= Real Life with Jane Pauley =

US television program

Real Life with Jane Pauley was a news magazine television program aired in the United States by NBC from 1990 to 1991. Real Life with Jane Pauley seemed to be presented as an answer to both critics and members of the general public to the frequently-repeated viewpoint that "television news never seems to show anything positive". The opening credits featured Jane Pauley on-location at Lawrence Hall of Science, then Boeddeker Park. Real Life focused on positive, human interest-type stories and occasional celebrity profiles. Jane Pauley also presented less uplifting but still-lightweight features as well, such as a feature focusing on how less than 20% of the people who owned VCRs at the time actually knew how to program them. Boyd Matson was also featured as a correspondent; his reports featured stories on out of the way places.

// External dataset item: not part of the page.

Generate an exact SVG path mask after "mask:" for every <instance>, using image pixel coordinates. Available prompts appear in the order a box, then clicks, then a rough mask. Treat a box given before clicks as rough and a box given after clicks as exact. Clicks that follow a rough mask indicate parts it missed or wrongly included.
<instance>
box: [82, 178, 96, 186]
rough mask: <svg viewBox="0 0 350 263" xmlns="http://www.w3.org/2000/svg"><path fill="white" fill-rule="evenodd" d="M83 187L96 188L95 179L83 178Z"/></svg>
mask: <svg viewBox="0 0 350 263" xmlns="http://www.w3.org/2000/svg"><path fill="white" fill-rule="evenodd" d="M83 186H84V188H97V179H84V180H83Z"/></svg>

Real Life with Jane Pauley began as an hour-long program aired on Tuesday nights in the summer of 1990. It was put on hiatus in September of that year, returning in January 1991 as a mid-season replacement. At this time it was reduced to a half hour, the length it was to remain throughout the balance of its run, but was then ill-paired with NBC's Exposè, a newsmagazine which was fully opposite of Real Life, with a Hard Copy-esque tabloid focus. The last broadcast was on November 1, 1991.

Although the series was one of over a dozen attempts by NBC to launch a newsmagazine, Pauley and the network prevailed in 1992 with Dateline NBC.